Gaganendranath Tagore’s satire (1917)

Gaganendranath Tagore’s satire (1917)
In this image, printed in ink on paper in 1917 in Kolkata, an Indian man sits in a train carriage and is getting changed into his western clothes. A train guard is about to enter the carriage. In colonial India train carriages were racially divided and train guards were usually of Anglo-Indian descent. These often discriminated against native Indians. Here, the train guard has caught the native Indian trying to change his identity. The subtitle reads: “Don’t come into the room, I am about to become a sab.”

This is from a collection of 16 lithographs bound in one volume. The lithographs are a series of caricatures of Bengali life, depicting the artist’s satirical comments on a range of subjects including the caste system, the hypocrisy of Hindu priests and the double-standards of the affluent western-educated members of society known as the Bhadralok.

Gaganendranath Tagore (1867-1938) was a satirical cartoonist and painter. Born in Calcutta, Gaganendranath grew up in a family whose exceptional creativity spearheaded Calcutta’s cultural scene. Gaganendranath was the nephew of poet Rabindranath Tagore and brother of Abanindranath Tagore, the pioneer and leading exponent of the Bengal School of Art.
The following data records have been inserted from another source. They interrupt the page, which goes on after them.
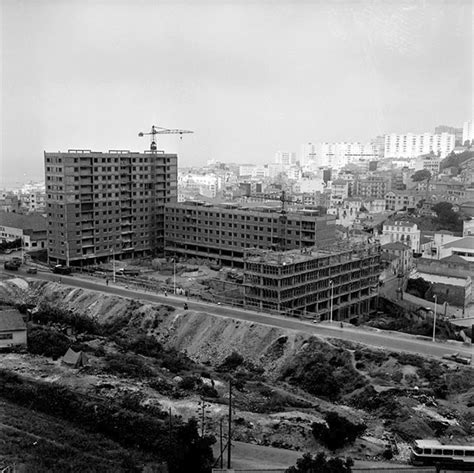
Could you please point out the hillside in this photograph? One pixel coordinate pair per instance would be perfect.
(285, 381)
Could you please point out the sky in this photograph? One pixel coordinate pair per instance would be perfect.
(249, 77)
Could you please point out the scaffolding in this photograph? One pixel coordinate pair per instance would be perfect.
(338, 282)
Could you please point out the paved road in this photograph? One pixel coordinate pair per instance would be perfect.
(394, 341)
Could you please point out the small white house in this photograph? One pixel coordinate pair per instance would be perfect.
(12, 329)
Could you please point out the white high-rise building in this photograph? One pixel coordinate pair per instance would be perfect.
(468, 132)
(285, 158)
(337, 155)
(411, 145)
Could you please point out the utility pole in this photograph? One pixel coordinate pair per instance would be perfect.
(221, 446)
(229, 438)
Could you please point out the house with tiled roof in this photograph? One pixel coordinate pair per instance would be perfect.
(30, 228)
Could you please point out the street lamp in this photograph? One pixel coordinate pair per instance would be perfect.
(331, 284)
(434, 319)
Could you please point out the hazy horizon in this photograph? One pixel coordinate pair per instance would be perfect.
(249, 78)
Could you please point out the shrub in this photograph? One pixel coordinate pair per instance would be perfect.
(319, 463)
(233, 361)
(127, 365)
(47, 342)
(338, 432)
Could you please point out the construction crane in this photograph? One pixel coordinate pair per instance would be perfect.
(158, 130)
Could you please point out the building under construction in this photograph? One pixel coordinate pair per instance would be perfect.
(338, 283)
(224, 232)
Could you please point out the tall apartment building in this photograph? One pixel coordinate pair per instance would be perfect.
(340, 282)
(103, 205)
(337, 155)
(372, 186)
(223, 232)
(412, 145)
(285, 158)
(468, 132)
(457, 132)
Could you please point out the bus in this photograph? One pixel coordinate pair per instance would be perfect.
(432, 452)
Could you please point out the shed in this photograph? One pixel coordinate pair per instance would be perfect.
(75, 359)
(12, 329)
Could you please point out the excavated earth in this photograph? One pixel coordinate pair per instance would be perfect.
(209, 340)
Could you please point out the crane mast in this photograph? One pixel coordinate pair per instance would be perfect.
(158, 130)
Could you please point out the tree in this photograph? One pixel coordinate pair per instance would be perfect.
(338, 432)
(319, 464)
(421, 175)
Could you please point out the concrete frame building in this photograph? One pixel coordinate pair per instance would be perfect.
(411, 145)
(223, 232)
(104, 205)
(337, 283)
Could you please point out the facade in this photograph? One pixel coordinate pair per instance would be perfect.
(468, 132)
(404, 232)
(30, 228)
(411, 145)
(223, 232)
(103, 205)
(12, 329)
(401, 200)
(457, 132)
(373, 186)
(401, 256)
(339, 284)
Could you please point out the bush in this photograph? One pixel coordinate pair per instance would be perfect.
(47, 342)
(233, 361)
(127, 365)
(307, 463)
(338, 432)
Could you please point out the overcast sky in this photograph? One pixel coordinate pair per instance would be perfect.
(248, 77)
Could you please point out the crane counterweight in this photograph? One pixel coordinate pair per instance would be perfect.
(157, 130)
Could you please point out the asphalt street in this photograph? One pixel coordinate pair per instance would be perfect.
(393, 341)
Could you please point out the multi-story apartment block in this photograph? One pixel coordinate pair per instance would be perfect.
(337, 155)
(103, 205)
(411, 145)
(338, 283)
(428, 162)
(468, 132)
(372, 186)
(401, 200)
(223, 232)
(285, 158)
(405, 232)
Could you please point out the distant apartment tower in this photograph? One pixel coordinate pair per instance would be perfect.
(338, 283)
(223, 232)
(457, 132)
(337, 155)
(411, 145)
(285, 158)
(104, 205)
(468, 132)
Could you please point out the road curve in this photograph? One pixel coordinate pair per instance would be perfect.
(393, 341)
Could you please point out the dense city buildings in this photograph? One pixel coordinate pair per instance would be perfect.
(338, 283)
(411, 145)
(223, 232)
(107, 204)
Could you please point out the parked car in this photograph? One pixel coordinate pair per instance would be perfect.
(457, 358)
(10, 265)
(62, 269)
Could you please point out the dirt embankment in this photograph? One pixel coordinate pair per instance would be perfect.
(285, 379)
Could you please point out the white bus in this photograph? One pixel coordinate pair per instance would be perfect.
(432, 452)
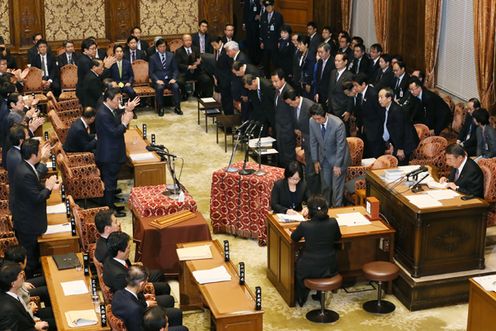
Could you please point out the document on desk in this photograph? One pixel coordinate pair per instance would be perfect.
(77, 318)
(351, 219)
(58, 228)
(56, 209)
(214, 275)
(148, 156)
(75, 287)
(194, 253)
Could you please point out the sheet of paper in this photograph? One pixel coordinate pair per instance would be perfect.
(76, 318)
(423, 201)
(75, 287)
(351, 219)
(56, 209)
(214, 275)
(194, 253)
(142, 156)
(487, 282)
(285, 218)
(58, 228)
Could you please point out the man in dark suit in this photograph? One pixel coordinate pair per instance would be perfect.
(122, 72)
(201, 39)
(13, 314)
(324, 67)
(190, 68)
(284, 120)
(79, 137)
(70, 56)
(466, 177)
(436, 112)
(338, 102)
(163, 72)
(129, 303)
(261, 96)
(110, 147)
(399, 134)
(29, 205)
(270, 29)
(47, 63)
(132, 53)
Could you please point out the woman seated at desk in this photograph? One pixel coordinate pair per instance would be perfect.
(318, 257)
(289, 193)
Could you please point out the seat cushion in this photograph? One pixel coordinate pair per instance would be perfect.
(380, 271)
(324, 284)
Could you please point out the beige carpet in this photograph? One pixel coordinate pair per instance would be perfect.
(185, 138)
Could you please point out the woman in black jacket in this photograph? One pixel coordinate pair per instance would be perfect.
(318, 258)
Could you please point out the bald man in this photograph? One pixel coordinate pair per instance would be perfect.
(190, 68)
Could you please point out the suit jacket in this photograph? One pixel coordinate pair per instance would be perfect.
(14, 316)
(110, 146)
(78, 139)
(29, 206)
(270, 31)
(333, 147)
(486, 144)
(196, 42)
(338, 102)
(157, 72)
(127, 72)
(471, 179)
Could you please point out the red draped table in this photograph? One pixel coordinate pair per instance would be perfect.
(239, 204)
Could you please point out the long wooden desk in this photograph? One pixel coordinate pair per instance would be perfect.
(57, 243)
(358, 245)
(62, 303)
(435, 240)
(232, 305)
(147, 172)
(481, 308)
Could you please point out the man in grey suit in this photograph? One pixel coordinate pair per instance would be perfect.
(329, 152)
(338, 102)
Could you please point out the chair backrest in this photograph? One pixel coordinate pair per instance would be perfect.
(355, 145)
(68, 77)
(140, 71)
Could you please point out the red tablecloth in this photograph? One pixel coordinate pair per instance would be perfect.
(239, 204)
(149, 201)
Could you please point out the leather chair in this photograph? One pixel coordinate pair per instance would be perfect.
(323, 285)
(380, 271)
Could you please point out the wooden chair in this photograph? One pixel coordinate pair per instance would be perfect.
(68, 82)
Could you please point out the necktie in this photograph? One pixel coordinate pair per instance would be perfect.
(385, 135)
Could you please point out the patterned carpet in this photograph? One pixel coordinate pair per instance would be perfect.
(185, 138)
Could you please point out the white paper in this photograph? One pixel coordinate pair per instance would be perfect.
(214, 275)
(59, 208)
(488, 283)
(75, 287)
(286, 218)
(194, 253)
(351, 219)
(142, 156)
(58, 228)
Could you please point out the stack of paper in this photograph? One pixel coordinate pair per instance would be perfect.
(77, 318)
(214, 275)
(351, 219)
(194, 253)
(75, 287)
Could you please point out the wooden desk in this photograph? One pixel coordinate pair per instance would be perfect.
(148, 172)
(435, 240)
(62, 303)
(232, 305)
(57, 243)
(481, 308)
(358, 245)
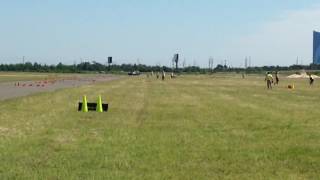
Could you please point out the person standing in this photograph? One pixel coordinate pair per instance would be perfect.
(277, 78)
(163, 75)
(311, 80)
(269, 80)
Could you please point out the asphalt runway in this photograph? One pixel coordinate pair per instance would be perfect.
(24, 88)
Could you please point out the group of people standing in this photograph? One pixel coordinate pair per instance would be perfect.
(163, 75)
(269, 79)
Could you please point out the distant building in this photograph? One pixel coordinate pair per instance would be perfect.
(316, 47)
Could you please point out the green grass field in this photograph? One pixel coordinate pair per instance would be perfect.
(192, 127)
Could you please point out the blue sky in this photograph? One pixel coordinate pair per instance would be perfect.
(150, 32)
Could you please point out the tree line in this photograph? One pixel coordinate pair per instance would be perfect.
(124, 68)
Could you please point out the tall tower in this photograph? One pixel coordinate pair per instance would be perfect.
(316, 47)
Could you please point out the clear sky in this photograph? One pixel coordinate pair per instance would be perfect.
(272, 32)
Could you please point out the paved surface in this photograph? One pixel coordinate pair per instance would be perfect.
(23, 88)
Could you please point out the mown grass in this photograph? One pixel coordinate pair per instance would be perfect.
(193, 127)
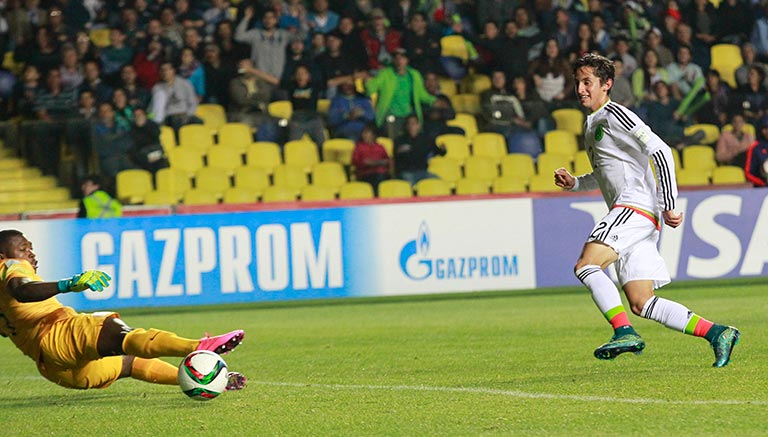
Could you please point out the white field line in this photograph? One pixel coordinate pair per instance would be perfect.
(510, 393)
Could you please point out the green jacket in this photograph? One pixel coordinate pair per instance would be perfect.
(100, 205)
(385, 82)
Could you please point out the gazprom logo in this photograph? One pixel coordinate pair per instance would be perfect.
(417, 265)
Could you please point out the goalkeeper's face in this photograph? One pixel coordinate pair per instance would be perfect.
(19, 247)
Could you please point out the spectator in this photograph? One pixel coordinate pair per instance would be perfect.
(267, 44)
(117, 54)
(732, 145)
(748, 56)
(683, 75)
(646, 76)
(321, 19)
(174, 101)
(756, 168)
(303, 94)
(112, 144)
(349, 112)
(551, 76)
(370, 159)
(138, 96)
(191, 69)
(249, 93)
(380, 41)
(422, 45)
(412, 152)
(401, 93)
(146, 151)
(96, 203)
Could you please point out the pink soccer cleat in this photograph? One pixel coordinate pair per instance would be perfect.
(221, 344)
(235, 381)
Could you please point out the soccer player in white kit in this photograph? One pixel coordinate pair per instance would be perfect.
(621, 148)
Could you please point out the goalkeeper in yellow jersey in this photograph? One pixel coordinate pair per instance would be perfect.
(79, 350)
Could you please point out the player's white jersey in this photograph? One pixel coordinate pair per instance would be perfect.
(620, 147)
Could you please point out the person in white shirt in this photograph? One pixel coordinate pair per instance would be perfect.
(622, 148)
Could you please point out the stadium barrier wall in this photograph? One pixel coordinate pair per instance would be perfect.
(379, 249)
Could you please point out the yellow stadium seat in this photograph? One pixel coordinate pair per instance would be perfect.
(471, 186)
(748, 128)
(212, 180)
(252, 179)
(317, 193)
(172, 181)
(432, 187)
(100, 37)
(445, 168)
(543, 183)
(447, 86)
(200, 197)
(356, 190)
(726, 58)
(569, 119)
(213, 115)
(282, 109)
(395, 189)
(454, 45)
(301, 153)
(561, 142)
(517, 165)
(329, 174)
(728, 174)
(224, 159)
(489, 144)
(186, 160)
(263, 154)
(547, 163)
(581, 163)
(456, 146)
(388, 144)
(338, 150)
(167, 138)
(476, 83)
(196, 136)
(509, 185)
(156, 197)
(700, 158)
(290, 176)
(132, 185)
(236, 136)
(277, 193)
(481, 168)
(468, 122)
(237, 195)
(711, 132)
(692, 177)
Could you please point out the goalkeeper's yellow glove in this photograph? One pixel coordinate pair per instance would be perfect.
(89, 279)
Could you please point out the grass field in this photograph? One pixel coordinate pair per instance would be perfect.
(501, 363)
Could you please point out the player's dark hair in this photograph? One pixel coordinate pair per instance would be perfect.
(5, 237)
(601, 66)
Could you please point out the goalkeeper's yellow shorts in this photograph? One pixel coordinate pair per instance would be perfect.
(68, 354)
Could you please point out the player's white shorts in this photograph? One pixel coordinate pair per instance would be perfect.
(634, 237)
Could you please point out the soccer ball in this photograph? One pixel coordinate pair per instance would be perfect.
(203, 375)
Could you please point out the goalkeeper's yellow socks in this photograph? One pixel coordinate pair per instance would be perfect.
(154, 371)
(154, 343)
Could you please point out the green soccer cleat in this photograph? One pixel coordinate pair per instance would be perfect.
(723, 346)
(619, 345)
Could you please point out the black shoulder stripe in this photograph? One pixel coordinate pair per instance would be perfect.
(620, 116)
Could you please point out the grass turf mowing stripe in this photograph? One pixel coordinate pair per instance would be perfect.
(508, 393)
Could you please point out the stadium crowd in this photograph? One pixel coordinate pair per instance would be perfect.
(69, 95)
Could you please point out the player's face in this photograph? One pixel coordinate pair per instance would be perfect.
(20, 248)
(591, 92)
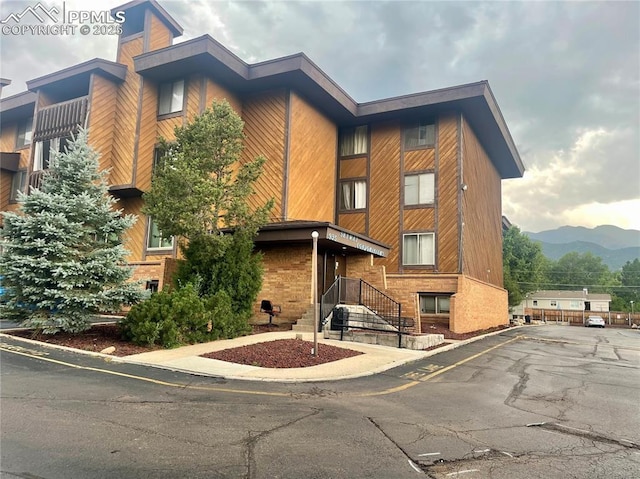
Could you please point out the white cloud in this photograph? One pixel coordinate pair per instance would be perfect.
(566, 76)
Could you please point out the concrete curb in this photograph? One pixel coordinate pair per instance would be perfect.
(368, 372)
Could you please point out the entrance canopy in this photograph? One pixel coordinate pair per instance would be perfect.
(330, 237)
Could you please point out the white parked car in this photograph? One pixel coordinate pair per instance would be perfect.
(595, 321)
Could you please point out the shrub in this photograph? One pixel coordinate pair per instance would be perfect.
(169, 319)
(226, 324)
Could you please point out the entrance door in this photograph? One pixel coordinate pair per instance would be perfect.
(335, 265)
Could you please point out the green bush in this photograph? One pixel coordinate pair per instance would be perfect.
(170, 319)
(226, 324)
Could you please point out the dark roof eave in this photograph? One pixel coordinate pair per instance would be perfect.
(475, 100)
(113, 70)
(301, 225)
(16, 101)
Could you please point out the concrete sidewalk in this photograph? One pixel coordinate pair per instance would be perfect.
(375, 359)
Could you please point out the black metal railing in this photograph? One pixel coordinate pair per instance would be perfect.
(61, 119)
(357, 291)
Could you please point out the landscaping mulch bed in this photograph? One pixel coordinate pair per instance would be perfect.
(282, 353)
(96, 339)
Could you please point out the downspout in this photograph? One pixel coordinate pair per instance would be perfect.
(460, 194)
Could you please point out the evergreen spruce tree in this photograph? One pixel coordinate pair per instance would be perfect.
(63, 257)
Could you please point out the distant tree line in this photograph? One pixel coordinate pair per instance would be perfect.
(527, 269)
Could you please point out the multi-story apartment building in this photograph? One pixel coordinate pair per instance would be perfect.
(405, 192)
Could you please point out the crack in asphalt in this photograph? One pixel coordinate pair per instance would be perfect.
(594, 436)
(252, 440)
(398, 446)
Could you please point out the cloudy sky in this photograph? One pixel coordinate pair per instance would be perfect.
(565, 74)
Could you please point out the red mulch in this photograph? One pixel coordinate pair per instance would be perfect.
(96, 339)
(282, 353)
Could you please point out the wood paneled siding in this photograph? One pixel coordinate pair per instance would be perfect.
(166, 128)
(6, 178)
(353, 168)
(102, 118)
(447, 189)
(312, 164)
(148, 135)
(8, 137)
(419, 160)
(215, 92)
(353, 221)
(134, 238)
(481, 212)
(126, 118)
(419, 219)
(384, 188)
(264, 117)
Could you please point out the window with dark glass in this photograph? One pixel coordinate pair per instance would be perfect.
(18, 183)
(418, 249)
(435, 304)
(44, 151)
(155, 239)
(353, 141)
(353, 195)
(419, 135)
(419, 189)
(171, 97)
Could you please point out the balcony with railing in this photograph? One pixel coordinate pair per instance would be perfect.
(61, 119)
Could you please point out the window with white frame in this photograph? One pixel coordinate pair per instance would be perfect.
(171, 97)
(353, 195)
(155, 239)
(435, 304)
(418, 249)
(44, 151)
(353, 141)
(24, 133)
(18, 183)
(419, 189)
(420, 135)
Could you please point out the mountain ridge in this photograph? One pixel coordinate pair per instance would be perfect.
(614, 245)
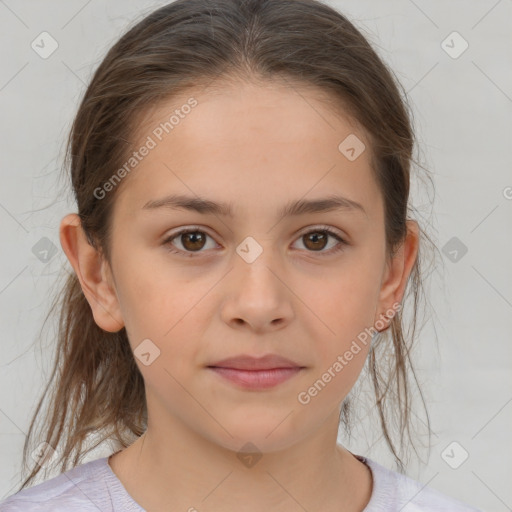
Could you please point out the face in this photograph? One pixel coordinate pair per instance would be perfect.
(252, 282)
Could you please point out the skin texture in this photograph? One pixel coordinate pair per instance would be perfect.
(257, 146)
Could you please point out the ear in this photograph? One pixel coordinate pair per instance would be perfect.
(397, 272)
(93, 272)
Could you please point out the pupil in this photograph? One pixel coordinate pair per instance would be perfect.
(194, 237)
(315, 237)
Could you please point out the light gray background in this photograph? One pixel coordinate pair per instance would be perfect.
(462, 108)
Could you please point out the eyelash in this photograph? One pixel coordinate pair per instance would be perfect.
(196, 229)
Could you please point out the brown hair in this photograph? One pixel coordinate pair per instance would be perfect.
(98, 389)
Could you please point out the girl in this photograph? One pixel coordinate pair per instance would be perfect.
(240, 252)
The artist received no formal education but was trained under the British school water colourist Harinarayan Bandopadhyay. In 1907, he founded the Indian Society of Oriental Art with his brother Abanindranath. Between 1906 and 1910, the artist assimilated the Japanese brush technique and Far Eastern pictorial conventions into his own work. From 1910 until 1914, Gaganendranath developed his own approach to SUMI-E or black ink. Between 1915 and 1919, the artist, with the help of his brother, set up the Bichitra club in the Tagore family house. The club served as an important social, intellectual and artistic hub of cultural life in Calcutta, where many artists, including Nandalal Bose, A.K. Haldar and Suren Kar worked at their paintings.

During these years, Gaganendranath abandoned the ideological revivalism embraced by the Bengal School of Art and took up caricature to satirize the westernised middle class of urban Bengal. The artist’s popularity was secured in 1917 when Modern Review published many of his shrewd cartoons. From 1917 onwards, his lithographs appeared in a series of books, including: Play of Opposites, Realm of the Absurd and Reform Screams. In these mocking pieces, the austerity of Kalighat paintings is wedded to the simplicity of Japanese prints. Between 1920 until 1925, Gaganendranath, informed about modern European art, pioneered experiments in cubism colour and in ink. His work however, was pictorially closer to the dynamism of Italian Futurism rather than the work of Picasso and Braque. From 1925 onwards, the artist developed a complex post-cubist style. Gaganendranath’s work has been exhibited internationally.

In this series of caricatures, the artist wanted to highlight the nature of society in India at a time when the struggle for Indian Independence from British rule was just beginning. He wanted to expose the hypocrisy of the Hindu priesthood as well as the rich westernised Indians who had lost sight of the value of their own culture. This album was printed in small quantities and was sold for four rupees.